The Art of Reading heads for Heatherley’s!

If you haven’t yet seen the Art of Reading exhibition that opened at Waterstones in Bloomsbury last year, and toured to the Cambridge Literary Festival, you can catch it as it completes its tour at The Heatherley School of Fine Art at the end of this month.

Artist Katherine Firth portrayed Dame Gillian Beer DBE, ex-President of Clare Hall and King Edward Vii Professor of English Literature and a distinguished author and literary critic.

If you would like to learn more about her reading habits – and those of others portrayed – go to http://www.blurb.co.uk/b/7438580-the-art-of-reading to find The Art of Reading Catalogue.

The exhibition at Thomas Heatherley 75 Lots Road SW10 0RN (closest tube Fulham Broadway) runs Tuesday 26- Saturday 30 September 10am – 4pm. It is staged in association with Book Trust.

Katherine Firth on Painting


Another Heatherley graduate, Katherine Firth, who has a previous career as a Picture Editor, answers our questions about portraiture and painting below.

Katherine Firth

Katherine Firth


A Chat With Katherine: 

How did you become a painter?

I have painted most of my life, but studied History of Art at University and had a career in publishing as a Picture Editor before I had my children.  Once they were born, I made a concerted effort to take classes when I could, culminating recently in my studying for the Portrait Diploma at Heatherley’s.

What drew you to portraiture? 

I have always been compelled to capture likenesses, from my schooldays when I used to illustrate my exercise books with caricatures of my teachers, and it’s a fascination which I never seem to tire of.

Which other artists or painters do you look to for inspiration and why? 

Sargent for his drawing skills, genius at catching light effects and his virtuoso brushstrokes, Degas for his sense of drama and mystery, Rembrandt for his apparently effortless drawing and wonderful ability to capture character, Andrew James for his honesty, colour and vigorous brushwork.

What, to you, constitutes a good portrait? 

A good portrait is one which of course captures a likeness, but one in which one can sense the personality of the sitter.  It should ideally say something about the moment in which it is painted, which is possible if painted from life, but rarely achieved if done from photographs.  I want also to be interested in the surface of the painting and in the composition; both of which need to be complex enough to keep my attention over a long time.
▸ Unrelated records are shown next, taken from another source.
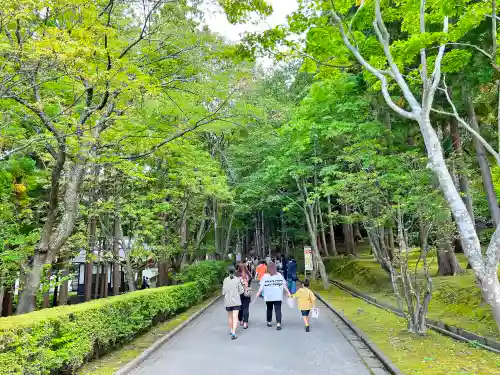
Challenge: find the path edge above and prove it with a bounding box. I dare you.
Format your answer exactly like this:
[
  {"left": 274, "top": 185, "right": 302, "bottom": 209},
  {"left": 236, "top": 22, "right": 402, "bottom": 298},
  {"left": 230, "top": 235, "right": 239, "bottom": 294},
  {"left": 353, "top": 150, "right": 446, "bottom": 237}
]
[
  {"left": 314, "top": 292, "right": 404, "bottom": 375},
  {"left": 113, "top": 295, "right": 222, "bottom": 375}
]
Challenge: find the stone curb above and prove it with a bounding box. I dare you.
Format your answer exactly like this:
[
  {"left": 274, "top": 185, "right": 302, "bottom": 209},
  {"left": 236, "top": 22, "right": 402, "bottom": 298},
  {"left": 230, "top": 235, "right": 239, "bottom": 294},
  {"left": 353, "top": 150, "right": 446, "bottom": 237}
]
[
  {"left": 113, "top": 296, "right": 222, "bottom": 375},
  {"left": 314, "top": 292, "right": 404, "bottom": 375},
  {"left": 330, "top": 280, "right": 500, "bottom": 354}
]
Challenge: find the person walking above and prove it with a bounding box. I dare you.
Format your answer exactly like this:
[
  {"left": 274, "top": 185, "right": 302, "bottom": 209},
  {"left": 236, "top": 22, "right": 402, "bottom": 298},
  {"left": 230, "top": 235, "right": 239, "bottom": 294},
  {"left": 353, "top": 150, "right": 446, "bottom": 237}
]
[
  {"left": 286, "top": 255, "right": 297, "bottom": 294},
  {"left": 281, "top": 255, "right": 288, "bottom": 280},
  {"left": 256, "top": 263, "right": 291, "bottom": 331},
  {"left": 255, "top": 260, "right": 267, "bottom": 281},
  {"left": 222, "top": 265, "right": 244, "bottom": 340},
  {"left": 236, "top": 263, "right": 252, "bottom": 329},
  {"left": 294, "top": 279, "right": 316, "bottom": 332}
]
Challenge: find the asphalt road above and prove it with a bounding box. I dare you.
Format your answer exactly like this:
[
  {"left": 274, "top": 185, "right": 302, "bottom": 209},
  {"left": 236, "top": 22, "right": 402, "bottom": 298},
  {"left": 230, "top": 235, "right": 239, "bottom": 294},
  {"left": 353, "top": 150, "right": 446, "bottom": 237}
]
[{"left": 130, "top": 299, "right": 387, "bottom": 375}]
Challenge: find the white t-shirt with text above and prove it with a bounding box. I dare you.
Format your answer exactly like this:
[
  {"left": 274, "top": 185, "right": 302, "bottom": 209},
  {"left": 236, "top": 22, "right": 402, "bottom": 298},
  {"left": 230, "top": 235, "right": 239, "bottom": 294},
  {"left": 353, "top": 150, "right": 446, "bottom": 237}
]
[{"left": 260, "top": 273, "right": 285, "bottom": 302}]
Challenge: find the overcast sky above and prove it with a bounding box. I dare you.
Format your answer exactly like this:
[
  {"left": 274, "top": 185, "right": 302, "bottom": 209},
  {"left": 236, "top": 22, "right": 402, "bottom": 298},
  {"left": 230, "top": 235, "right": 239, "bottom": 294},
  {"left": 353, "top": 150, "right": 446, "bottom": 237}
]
[{"left": 205, "top": 0, "right": 297, "bottom": 41}]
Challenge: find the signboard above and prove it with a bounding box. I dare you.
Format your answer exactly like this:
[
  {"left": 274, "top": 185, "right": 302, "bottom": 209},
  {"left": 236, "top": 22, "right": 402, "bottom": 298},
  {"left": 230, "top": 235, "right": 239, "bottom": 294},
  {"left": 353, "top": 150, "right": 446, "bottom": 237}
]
[{"left": 304, "top": 246, "right": 314, "bottom": 271}]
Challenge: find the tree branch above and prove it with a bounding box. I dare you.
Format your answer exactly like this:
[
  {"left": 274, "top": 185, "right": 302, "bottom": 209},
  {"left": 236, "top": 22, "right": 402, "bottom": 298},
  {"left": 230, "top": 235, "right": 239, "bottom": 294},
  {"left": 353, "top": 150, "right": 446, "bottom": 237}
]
[
  {"left": 118, "top": 0, "right": 163, "bottom": 59},
  {"left": 431, "top": 79, "right": 500, "bottom": 166},
  {"left": 423, "top": 16, "right": 448, "bottom": 111},
  {"left": 446, "top": 42, "right": 492, "bottom": 60},
  {"left": 331, "top": 4, "right": 414, "bottom": 120},
  {"left": 420, "top": 0, "right": 429, "bottom": 93},
  {"left": 373, "top": 0, "right": 421, "bottom": 111}
]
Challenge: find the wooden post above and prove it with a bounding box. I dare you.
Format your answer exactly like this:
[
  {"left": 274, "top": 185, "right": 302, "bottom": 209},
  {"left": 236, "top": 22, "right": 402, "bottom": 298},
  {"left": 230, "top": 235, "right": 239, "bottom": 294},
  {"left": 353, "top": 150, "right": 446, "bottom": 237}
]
[{"left": 83, "top": 262, "right": 94, "bottom": 301}]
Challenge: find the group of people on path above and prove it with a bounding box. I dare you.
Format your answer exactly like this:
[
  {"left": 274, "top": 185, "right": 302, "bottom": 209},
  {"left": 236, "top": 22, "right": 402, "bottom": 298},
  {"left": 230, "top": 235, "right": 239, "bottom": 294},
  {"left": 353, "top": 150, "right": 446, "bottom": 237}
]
[{"left": 222, "top": 257, "right": 316, "bottom": 340}]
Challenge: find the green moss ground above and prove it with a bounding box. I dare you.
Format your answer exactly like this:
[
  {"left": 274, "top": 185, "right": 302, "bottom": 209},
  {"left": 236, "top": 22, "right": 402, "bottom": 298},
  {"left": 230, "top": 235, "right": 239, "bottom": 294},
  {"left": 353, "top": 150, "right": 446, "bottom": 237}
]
[
  {"left": 78, "top": 298, "right": 219, "bottom": 375},
  {"left": 313, "top": 284, "right": 500, "bottom": 375},
  {"left": 326, "top": 252, "right": 500, "bottom": 340}
]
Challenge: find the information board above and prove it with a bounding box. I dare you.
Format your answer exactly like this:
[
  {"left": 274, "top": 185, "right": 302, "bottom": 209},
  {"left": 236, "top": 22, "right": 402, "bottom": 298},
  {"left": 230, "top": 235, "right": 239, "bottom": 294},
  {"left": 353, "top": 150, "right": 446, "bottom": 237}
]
[{"left": 304, "top": 246, "right": 314, "bottom": 271}]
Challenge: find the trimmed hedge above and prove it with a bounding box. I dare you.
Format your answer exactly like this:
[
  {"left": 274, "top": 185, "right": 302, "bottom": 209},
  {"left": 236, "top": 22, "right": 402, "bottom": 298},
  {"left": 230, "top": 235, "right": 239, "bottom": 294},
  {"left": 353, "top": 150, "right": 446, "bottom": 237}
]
[{"left": 0, "top": 262, "right": 225, "bottom": 375}]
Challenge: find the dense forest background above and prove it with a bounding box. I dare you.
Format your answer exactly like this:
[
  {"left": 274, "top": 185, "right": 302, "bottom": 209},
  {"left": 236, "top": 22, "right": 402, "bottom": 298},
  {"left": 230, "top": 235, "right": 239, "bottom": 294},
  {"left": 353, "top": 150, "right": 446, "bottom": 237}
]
[{"left": 0, "top": 0, "right": 500, "bottom": 338}]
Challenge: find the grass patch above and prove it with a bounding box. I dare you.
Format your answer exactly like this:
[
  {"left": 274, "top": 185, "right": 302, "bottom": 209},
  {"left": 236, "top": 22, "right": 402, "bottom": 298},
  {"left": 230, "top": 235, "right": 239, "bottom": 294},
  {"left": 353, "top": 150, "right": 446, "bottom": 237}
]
[
  {"left": 326, "top": 254, "right": 500, "bottom": 340},
  {"left": 78, "top": 295, "right": 219, "bottom": 375},
  {"left": 313, "top": 284, "right": 500, "bottom": 375}
]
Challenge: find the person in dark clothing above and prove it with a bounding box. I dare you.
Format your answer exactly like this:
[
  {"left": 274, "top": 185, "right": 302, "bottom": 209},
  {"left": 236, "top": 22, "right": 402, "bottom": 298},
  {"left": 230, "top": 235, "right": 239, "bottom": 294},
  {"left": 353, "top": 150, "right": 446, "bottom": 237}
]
[
  {"left": 286, "top": 256, "right": 297, "bottom": 294},
  {"left": 281, "top": 255, "right": 288, "bottom": 280},
  {"left": 236, "top": 263, "right": 252, "bottom": 329}
]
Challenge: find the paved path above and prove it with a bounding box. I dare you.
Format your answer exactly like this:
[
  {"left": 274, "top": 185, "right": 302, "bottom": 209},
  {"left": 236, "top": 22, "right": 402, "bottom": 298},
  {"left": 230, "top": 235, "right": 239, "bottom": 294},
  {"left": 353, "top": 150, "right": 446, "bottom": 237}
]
[{"left": 130, "top": 299, "right": 387, "bottom": 375}]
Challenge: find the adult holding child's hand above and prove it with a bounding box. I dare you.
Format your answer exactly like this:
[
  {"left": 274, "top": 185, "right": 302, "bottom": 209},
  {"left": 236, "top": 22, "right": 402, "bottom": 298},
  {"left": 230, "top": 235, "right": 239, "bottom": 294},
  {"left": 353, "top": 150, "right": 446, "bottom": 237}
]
[{"left": 255, "top": 263, "right": 292, "bottom": 331}]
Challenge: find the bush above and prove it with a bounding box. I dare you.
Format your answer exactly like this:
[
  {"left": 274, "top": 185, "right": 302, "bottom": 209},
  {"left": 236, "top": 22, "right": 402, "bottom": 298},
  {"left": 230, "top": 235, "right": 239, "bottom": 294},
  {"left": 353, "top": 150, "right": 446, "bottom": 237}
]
[{"left": 0, "top": 262, "right": 224, "bottom": 375}]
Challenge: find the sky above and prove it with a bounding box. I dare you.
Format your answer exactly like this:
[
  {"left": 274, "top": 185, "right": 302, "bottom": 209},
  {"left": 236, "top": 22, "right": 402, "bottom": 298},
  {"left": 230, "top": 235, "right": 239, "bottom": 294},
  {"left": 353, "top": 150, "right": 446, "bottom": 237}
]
[{"left": 205, "top": 0, "right": 298, "bottom": 42}]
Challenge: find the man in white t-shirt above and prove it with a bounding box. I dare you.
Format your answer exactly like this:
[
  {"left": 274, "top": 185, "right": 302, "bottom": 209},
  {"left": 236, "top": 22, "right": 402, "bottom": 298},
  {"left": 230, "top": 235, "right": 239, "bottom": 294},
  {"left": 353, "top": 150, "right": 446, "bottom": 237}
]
[{"left": 256, "top": 263, "right": 292, "bottom": 331}]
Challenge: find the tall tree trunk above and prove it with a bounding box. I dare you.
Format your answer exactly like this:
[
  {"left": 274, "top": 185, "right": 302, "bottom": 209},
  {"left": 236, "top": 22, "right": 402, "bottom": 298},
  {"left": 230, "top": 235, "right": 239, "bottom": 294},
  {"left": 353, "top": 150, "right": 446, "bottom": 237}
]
[
  {"left": 84, "top": 216, "right": 99, "bottom": 301},
  {"left": 387, "top": 225, "right": 395, "bottom": 262},
  {"left": 125, "top": 248, "right": 136, "bottom": 292},
  {"left": 0, "top": 285, "right": 5, "bottom": 316},
  {"left": 450, "top": 118, "right": 474, "bottom": 221},
  {"left": 261, "top": 210, "right": 271, "bottom": 256},
  {"left": 52, "top": 274, "right": 59, "bottom": 307},
  {"left": 317, "top": 201, "right": 330, "bottom": 256},
  {"left": 296, "top": 179, "right": 330, "bottom": 289},
  {"left": 179, "top": 201, "right": 189, "bottom": 268},
  {"left": 113, "top": 215, "right": 122, "bottom": 296},
  {"left": 94, "top": 251, "right": 102, "bottom": 298},
  {"left": 352, "top": 223, "right": 363, "bottom": 245},
  {"left": 16, "top": 164, "right": 85, "bottom": 314},
  {"left": 101, "top": 262, "right": 109, "bottom": 298},
  {"left": 0, "top": 285, "right": 15, "bottom": 316},
  {"left": 59, "top": 258, "right": 69, "bottom": 306},
  {"left": 212, "top": 197, "right": 221, "bottom": 254},
  {"left": 341, "top": 204, "right": 354, "bottom": 254},
  {"left": 418, "top": 112, "right": 500, "bottom": 330},
  {"left": 304, "top": 201, "right": 330, "bottom": 289},
  {"left": 463, "top": 94, "right": 500, "bottom": 228},
  {"left": 326, "top": 195, "right": 338, "bottom": 256},
  {"left": 224, "top": 213, "right": 234, "bottom": 257}
]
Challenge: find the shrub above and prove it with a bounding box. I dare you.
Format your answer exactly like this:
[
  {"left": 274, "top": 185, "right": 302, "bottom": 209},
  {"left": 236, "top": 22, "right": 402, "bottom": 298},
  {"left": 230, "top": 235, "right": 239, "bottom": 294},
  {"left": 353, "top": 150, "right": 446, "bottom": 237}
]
[{"left": 0, "top": 262, "right": 224, "bottom": 375}]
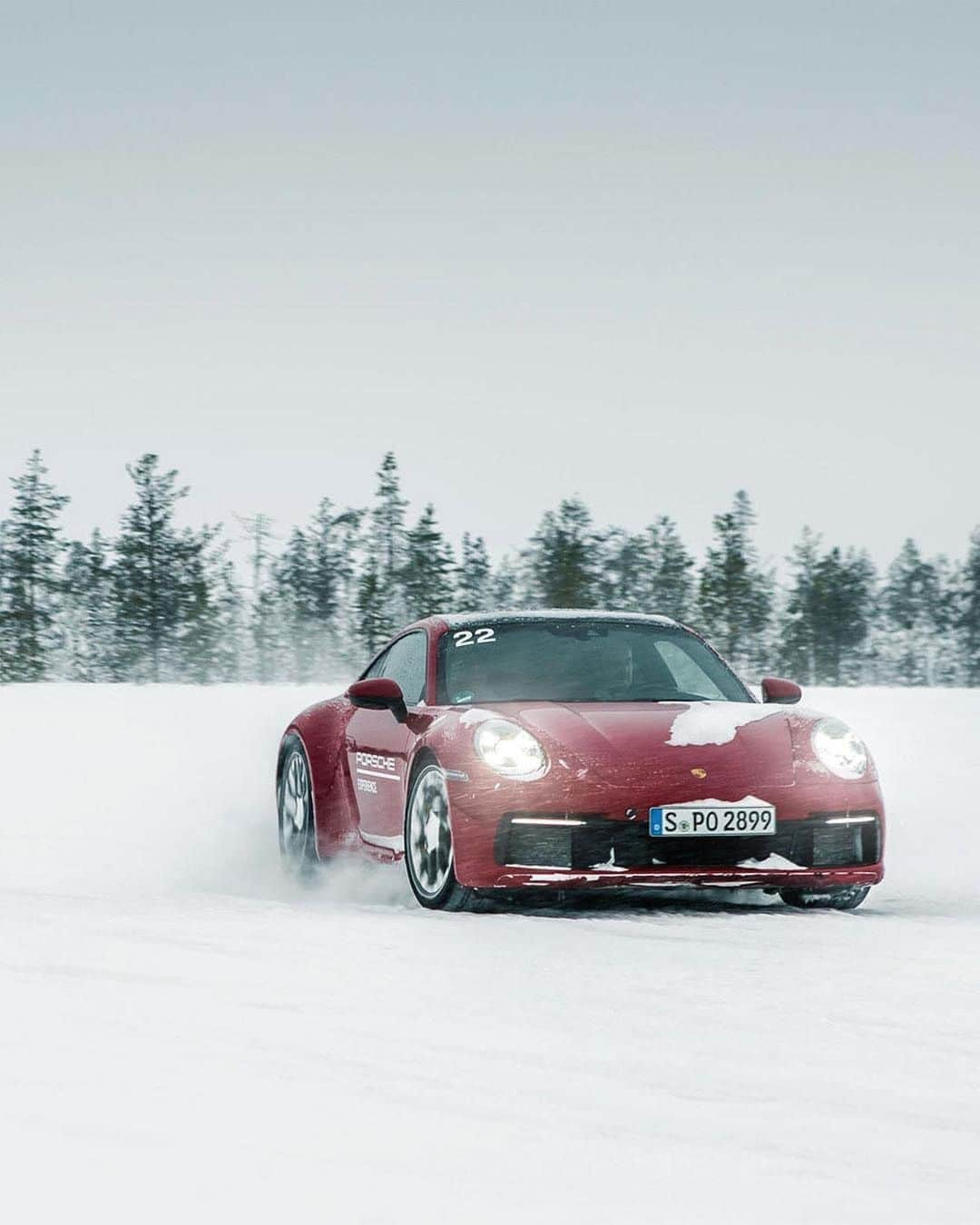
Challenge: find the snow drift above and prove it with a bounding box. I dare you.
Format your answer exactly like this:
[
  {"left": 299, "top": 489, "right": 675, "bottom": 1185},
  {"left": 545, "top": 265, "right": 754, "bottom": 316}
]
[{"left": 0, "top": 685, "right": 980, "bottom": 1222}]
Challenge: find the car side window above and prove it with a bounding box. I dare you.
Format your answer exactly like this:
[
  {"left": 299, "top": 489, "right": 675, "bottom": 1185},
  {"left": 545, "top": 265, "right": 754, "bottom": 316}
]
[
  {"left": 360, "top": 651, "right": 388, "bottom": 681},
  {"left": 371, "top": 630, "right": 429, "bottom": 706}
]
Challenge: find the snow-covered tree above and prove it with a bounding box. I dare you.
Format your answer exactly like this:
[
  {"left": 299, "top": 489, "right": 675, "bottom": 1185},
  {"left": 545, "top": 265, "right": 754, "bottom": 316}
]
[
  {"left": 699, "top": 489, "right": 774, "bottom": 669},
  {"left": 647, "top": 514, "right": 694, "bottom": 621},
  {"left": 456, "top": 532, "right": 491, "bottom": 612},
  {"left": 779, "top": 528, "right": 875, "bottom": 685},
  {"left": 402, "top": 503, "right": 455, "bottom": 620},
  {"left": 361, "top": 451, "right": 408, "bottom": 637},
  {"left": 0, "top": 449, "right": 69, "bottom": 681},
  {"left": 877, "top": 539, "right": 947, "bottom": 685},
  {"left": 956, "top": 527, "right": 980, "bottom": 685},
  {"left": 113, "top": 454, "right": 212, "bottom": 681},
  {"left": 59, "top": 528, "right": 115, "bottom": 681},
  {"left": 523, "top": 497, "right": 599, "bottom": 608}
]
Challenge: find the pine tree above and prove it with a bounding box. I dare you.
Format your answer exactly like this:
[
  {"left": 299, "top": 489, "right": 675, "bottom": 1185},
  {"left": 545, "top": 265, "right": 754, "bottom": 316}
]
[
  {"left": 647, "top": 514, "right": 694, "bottom": 621},
  {"left": 3, "top": 449, "right": 69, "bottom": 681},
  {"left": 596, "top": 528, "right": 653, "bottom": 612},
  {"left": 402, "top": 503, "right": 454, "bottom": 620},
  {"left": 113, "top": 454, "right": 210, "bottom": 681},
  {"left": 487, "top": 555, "right": 519, "bottom": 609},
  {"left": 779, "top": 528, "right": 875, "bottom": 685},
  {"left": 175, "top": 527, "right": 242, "bottom": 685},
  {"left": 523, "top": 497, "right": 599, "bottom": 609},
  {"left": 456, "top": 532, "right": 491, "bottom": 612},
  {"left": 307, "top": 497, "right": 361, "bottom": 669},
  {"left": 878, "top": 539, "right": 946, "bottom": 685},
  {"left": 956, "top": 527, "right": 980, "bottom": 685},
  {"left": 357, "top": 557, "right": 391, "bottom": 657},
  {"left": 779, "top": 527, "right": 819, "bottom": 685},
  {"left": 276, "top": 528, "right": 322, "bottom": 685},
  {"left": 365, "top": 451, "right": 408, "bottom": 638},
  {"left": 699, "top": 490, "right": 774, "bottom": 669},
  {"left": 59, "top": 528, "right": 115, "bottom": 681}
]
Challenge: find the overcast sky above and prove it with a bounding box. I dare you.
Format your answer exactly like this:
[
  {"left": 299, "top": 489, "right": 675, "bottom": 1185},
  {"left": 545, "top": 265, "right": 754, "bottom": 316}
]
[{"left": 0, "top": 0, "right": 980, "bottom": 573}]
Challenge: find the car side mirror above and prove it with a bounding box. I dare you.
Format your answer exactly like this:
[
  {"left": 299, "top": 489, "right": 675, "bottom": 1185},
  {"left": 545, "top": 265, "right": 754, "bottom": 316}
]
[
  {"left": 762, "top": 676, "right": 804, "bottom": 706},
  {"left": 347, "top": 676, "right": 408, "bottom": 723}
]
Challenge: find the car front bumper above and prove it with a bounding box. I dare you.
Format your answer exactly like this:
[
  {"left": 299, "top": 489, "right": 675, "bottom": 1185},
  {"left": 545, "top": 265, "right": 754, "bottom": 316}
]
[{"left": 451, "top": 779, "right": 885, "bottom": 892}]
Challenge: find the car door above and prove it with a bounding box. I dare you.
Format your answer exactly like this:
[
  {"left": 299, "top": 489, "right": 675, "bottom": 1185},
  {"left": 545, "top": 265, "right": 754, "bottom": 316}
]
[{"left": 348, "top": 630, "right": 429, "bottom": 850}]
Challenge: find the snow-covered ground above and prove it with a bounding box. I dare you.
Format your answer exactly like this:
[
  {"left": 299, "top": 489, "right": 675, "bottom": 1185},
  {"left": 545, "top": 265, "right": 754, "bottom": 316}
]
[{"left": 0, "top": 686, "right": 980, "bottom": 1225}]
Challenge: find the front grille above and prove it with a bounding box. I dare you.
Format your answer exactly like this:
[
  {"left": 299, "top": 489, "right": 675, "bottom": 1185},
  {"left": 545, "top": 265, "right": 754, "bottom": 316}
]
[{"left": 495, "top": 812, "right": 881, "bottom": 871}]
‘Lisa’, 2013, 10″ x 12″, oil on board

The painting above was painted as part of an ongoing project I’ve set myself; to do a number (I’ve done about 12 so far) of quick sketches in oil, mostly taking about 2-4 hours.  I was particularly interested in capturing the moment with this young girl (18) as she talked about what her plans were for her future, but also to make a painting about the surface; keeping brushstrokes lively and immediate.

Do you have any current projects that you’d like to tell us about (exhibitions, articles, websites, commissions, personal projects)?

I don’t have a website.  My father and I will be holding a joint exhibition in Cambridge in the Spring (date t.b.c.)

Many thanks Katherine! We look forward to seeing more of your work soon.